I'm in the middle of school planning for the year ahead. So many choices, so many options, so many bases to cover in the dwindling years I have left teaching Jo at home. High school--and all that it entails--is steaming towards us. I think back on the meager beginnings of our little homeschool and wonder where all the years of making saltdough letters and counting forks and spoons out of the dishwasher have gone. In the beginning, there was a long tunnel of time stretching before us. Surely, my little girl was as grown up as she was every going to get.
Jo is knocking at the door of adulthood now, and while she's got several years before that call is answered, we can all feel it coming. She is nervous, excited, overwhelmed and overjoyed, all at the same time. This upcoming year will bring Sonlight's Core 200, pre-algebra, chemistry, and a host of other things that will stretch her mind, put her academic skills to the test, and probably even reduce her to tears on one or more occasions.
And yet, in the midst of my planning, it's not Jo and her high school plans that are leaving me with a dry mouth. I ought to be frightened of teaching high school. I ought to have a healthy acknowledgement of the increased responsibility. I ought to be scrambling to have a plan for records, a stable of mentors, that sort of thing.

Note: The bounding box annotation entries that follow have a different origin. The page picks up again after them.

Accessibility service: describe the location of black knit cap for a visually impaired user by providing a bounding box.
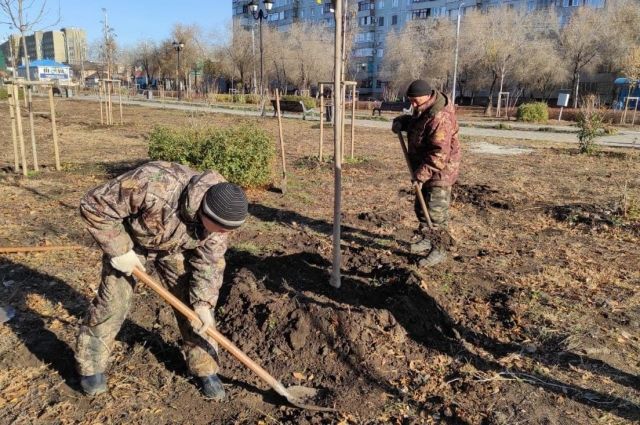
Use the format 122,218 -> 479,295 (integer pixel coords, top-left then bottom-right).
201,182 -> 249,229
407,80 -> 432,97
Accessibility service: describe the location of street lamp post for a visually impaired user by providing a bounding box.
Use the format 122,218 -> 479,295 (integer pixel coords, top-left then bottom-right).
451,2 -> 464,105
172,41 -> 184,100
248,0 -> 273,116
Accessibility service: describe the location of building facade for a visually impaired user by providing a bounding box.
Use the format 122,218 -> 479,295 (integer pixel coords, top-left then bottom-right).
0,28 -> 87,65
18,59 -> 71,83
236,0 -> 606,98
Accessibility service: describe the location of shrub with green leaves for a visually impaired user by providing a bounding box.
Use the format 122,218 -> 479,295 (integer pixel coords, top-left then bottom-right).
149,124 -> 275,187
280,94 -> 316,109
516,102 -> 549,122
578,109 -> 604,155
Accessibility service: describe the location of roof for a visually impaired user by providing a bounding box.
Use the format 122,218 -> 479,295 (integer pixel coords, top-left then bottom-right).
18,59 -> 69,69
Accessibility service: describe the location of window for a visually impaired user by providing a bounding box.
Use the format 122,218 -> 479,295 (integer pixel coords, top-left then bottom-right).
411,9 -> 431,19
431,6 -> 447,16
358,0 -> 376,12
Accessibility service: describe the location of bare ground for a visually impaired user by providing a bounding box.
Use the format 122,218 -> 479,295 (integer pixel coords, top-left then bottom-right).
0,97 -> 640,424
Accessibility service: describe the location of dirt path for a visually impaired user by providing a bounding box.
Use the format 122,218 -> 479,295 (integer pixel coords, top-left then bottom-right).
0,101 -> 640,424
69,96 -> 640,149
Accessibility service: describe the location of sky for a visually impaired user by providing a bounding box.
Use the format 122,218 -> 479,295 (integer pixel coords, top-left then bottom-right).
0,0 -> 231,47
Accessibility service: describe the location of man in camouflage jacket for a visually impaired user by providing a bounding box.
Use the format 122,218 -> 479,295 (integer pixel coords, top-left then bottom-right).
392,80 -> 460,267
76,162 -> 247,400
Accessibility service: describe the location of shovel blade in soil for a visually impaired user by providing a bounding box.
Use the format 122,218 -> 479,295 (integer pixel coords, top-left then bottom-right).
0,305 -> 16,323
286,385 -> 336,412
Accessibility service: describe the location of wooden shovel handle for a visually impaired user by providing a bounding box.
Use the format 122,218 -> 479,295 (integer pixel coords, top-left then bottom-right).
398,132 -> 433,230
133,268 -> 290,398
0,245 -> 83,254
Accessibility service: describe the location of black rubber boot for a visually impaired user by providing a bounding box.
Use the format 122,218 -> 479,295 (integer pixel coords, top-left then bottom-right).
80,373 -> 107,396
198,373 -> 225,401
418,247 -> 447,267
409,238 -> 431,254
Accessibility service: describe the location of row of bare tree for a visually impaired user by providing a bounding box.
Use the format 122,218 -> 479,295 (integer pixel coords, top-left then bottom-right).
120,23 -> 340,92
94,0 -> 640,109
382,0 -> 640,112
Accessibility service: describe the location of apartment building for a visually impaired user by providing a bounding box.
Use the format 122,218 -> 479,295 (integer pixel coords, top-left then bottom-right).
0,28 -> 87,65
231,0 -> 606,97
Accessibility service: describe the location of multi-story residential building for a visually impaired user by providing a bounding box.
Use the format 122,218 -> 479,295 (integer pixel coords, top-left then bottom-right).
60,28 -> 87,65
0,28 -> 87,68
232,0 -> 606,97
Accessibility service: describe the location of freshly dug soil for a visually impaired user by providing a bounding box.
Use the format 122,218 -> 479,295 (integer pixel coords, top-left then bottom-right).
0,99 -> 640,425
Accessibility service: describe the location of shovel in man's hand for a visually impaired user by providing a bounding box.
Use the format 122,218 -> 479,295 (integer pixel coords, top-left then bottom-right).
398,132 -> 433,230
133,268 -> 335,412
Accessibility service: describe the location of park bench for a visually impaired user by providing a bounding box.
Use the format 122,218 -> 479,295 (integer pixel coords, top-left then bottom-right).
271,99 -> 313,120
371,101 -> 411,116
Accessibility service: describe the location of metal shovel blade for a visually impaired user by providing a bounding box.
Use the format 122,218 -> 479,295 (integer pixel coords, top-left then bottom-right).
283,385 -> 336,412
133,269 -> 336,412
0,305 -> 16,323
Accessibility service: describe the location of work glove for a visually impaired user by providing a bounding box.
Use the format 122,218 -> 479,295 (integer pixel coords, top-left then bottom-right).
191,305 -> 214,338
391,117 -> 403,134
109,249 -> 146,276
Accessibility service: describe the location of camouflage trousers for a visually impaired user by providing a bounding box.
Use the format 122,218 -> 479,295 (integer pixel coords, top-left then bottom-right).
414,186 -> 451,229
76,253 -> 218,376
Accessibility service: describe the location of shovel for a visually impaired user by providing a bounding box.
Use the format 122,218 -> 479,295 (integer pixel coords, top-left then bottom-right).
398,132 -> 433,230
133,268 -> 336,412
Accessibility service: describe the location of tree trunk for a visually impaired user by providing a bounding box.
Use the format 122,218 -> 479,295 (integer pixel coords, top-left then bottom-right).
484,72 -> 498,116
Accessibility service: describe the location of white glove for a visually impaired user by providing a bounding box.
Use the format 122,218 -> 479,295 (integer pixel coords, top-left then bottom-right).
110,250 -> 146,276
191,305 -> 214,337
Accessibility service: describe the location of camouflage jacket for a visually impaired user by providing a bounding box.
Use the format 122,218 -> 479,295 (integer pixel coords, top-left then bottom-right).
80,162 -> 227,307
397,91 -> 460,186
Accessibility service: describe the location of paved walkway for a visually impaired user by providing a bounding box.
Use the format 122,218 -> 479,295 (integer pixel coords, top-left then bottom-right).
73,96 -> 640,149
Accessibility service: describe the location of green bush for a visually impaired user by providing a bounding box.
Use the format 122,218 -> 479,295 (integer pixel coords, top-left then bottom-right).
0,87 -> 24,100
516,102 -> 549,122
280,94 -> 316,109
578,110 -> 604,155
149,125 -> 275,187
244,94 -> 260,105
210,93 -> 245,103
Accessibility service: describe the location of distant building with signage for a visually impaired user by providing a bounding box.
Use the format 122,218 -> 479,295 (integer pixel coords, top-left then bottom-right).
0,27 -> 87,65
18,59 -> 71,83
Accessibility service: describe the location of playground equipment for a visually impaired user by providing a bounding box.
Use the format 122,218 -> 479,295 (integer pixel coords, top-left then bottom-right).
318,81 -> 358,161
98,79 -> 123,125
4,78 -> 66,176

But what I'm really worried about is ...
Preschool, of all things. Preschool, which I could teach with my eyes closed at this point, assuming that I consciously taught preschool at all. Running a finger under letters as you read aloud from a favorite picture book. The right way to hold scissors. How to hop from one foot to another without losing your balance. Sharing. Singing an endless array of Bible songs. Puzzles. Counting games.
This fall, I'm going to be fully responsible for a kind of preschool I've never really envisioned in our lives: special needs.
After so many moments of conviction that even I couldn't deny them, it's become clear that our local public school program isn't the place for Oli. He's receiving speech and occupational therapy, yes. But the quality of those programs has diminished as the school district has struggled to reallocate funds in a drastically slashed budget. Preschoolers who with cognitive delays come after high school sports in the minds of many, and thus Oli now sits for group sessions with a therapist who must try to elicit speech sounds from six low-functioning four year-olds at a time. Her chances of succeeding are depressingly low.
And, we realize, that continuing on the path we've started down with Oli promises basically the same returns.
It's not just the dubious therapies. There have been other signs, as well. Oli has picked up a few quality habits that, until now, we have been blessed to never welcome inside our front door. To our horror, his ability to parrot behaviors is as keen as ever. While he may not be learning to recognize his name, he now knows what it means to shout "Kill you!" when a tussle over a toy isn't going your way.
Public school--not even public preschool--isn't a good fit for us.
So we have made the prayerful decision to bring him home. But what does that mean?
This past year, I spent a huge chunk of time (and an equally big chunk of our homeschool budget) on Olischool. While his classroom teacher was ostensibly in charge of leading him through the motions, here at home we did everything in our power to fill Oli's moments with opportunities for learning. Still, in the back of my mind, I knew that he was getting "real" preschool down at the school. His teacher--a certified, experienced professional--was doing the heavy lifting, I told myself. I was just filling in the gaps.
Go ahead and laugh at me for these thoughts. Go ahead and tell me that an experienced homeschooler ought to know better. I'm a big girl. I can take it.
The illusion has been shattered. I know that I was meant to be in charge all along. Now it's time to take the bull by the horns and admit to myself that I'm certified by a higher power and called to this job. I can do it. With God's help, I can teach this boy.
This fall will find me swimming in a new pond. Not only will I have a high schooler to guide, but a special needs preschooler, as well. The stakes somehow seem high, but I've been in these situations often enough to know that a few years from now, I'll most likely look back and wonder what I was so anxious about. Hopefully, as I reminisce, Oli will be sitting beside me. Reading a book. And wondering why his Momma is laughing so hard.